All in a few minutes there will be new tasks in the state of "Ready to run" and "Works."
This procedure needs to be performed only once for each computer (more precisely, for each MAC address). Even after returning to you after a long operation in another place, the computer will find its data on the NFS server at the MAC address and continue to work immediately after switching on (only some tasks will already be expired, but this is a trifle, it will receive new ones).
Summary
What remains unresolved:
- Autologin in WCG. Probably, you can embed the project’s config in the image so that you don’t have to enter anything with your hands at all, but in an acceptable time the solution did not google.
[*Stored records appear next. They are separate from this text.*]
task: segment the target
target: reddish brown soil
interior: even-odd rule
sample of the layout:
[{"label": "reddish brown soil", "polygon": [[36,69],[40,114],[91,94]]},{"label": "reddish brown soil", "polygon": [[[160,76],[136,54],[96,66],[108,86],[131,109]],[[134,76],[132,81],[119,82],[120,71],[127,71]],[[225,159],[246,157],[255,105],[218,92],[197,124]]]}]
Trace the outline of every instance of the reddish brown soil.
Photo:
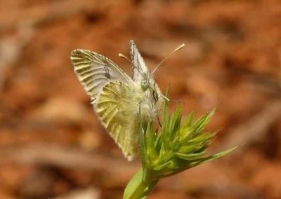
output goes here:
[{"label": "reddish brown soil", "polygon": [[130,73],[118,57],[130,39],[150,69],[184,43],[159,87],[185,114],[217,107],[211,152],[241,145],[149,198],[281,198],[278,0],[1,1],[0,198],[122,198],[140,164],[101,127],[70,53],[90,49]]}]

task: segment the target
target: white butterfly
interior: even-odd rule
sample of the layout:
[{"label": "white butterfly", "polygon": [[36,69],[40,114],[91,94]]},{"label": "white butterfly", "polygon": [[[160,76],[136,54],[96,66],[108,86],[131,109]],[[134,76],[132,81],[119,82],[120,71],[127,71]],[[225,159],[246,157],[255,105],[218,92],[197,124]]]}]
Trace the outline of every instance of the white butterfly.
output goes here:
[{"label": "white butterfly", "polygon": [[103,126],[131,160],[138,150],[139,107],[143,121],[154,121],[163,95],[153,78],[157,67],[150,72],[133,41],[129,46],[133,78],[112,60],[91,50],[74,50],[70,58]]}]

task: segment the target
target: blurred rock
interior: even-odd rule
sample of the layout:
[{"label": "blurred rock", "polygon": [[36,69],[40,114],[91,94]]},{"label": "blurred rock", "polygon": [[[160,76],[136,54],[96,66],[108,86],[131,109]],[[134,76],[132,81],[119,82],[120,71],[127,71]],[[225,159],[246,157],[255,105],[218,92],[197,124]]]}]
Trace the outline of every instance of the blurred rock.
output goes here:
[{"label": "blurred rock", "polygon": [[45,123],[83,123],[88,111],[76,101],[65,98],[51,98],[29,114],[29,119]]},{"label": "blurred rock", "polygon": [[86,189],[77,189],[68,194],[54,198],[54,199],[98,199],[100,198],[100,191],[93,187]]}]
- Email notifications. In order not to enter “sudo ifconfig”, you can automatically send the administrator the address of the computer that started up. However, I did not do this because I had crutches, and it is better to implement the previous paragraph instead.
- The IP of the NFS server is indicated twice, perhaps one of them can be removed.
- The MAC address of the eth0 interface is always used to create a computer directory. Good or not, I cannot say for sure.
Do not let computers get bored! And write comments, I will gladly answer or supplement the article.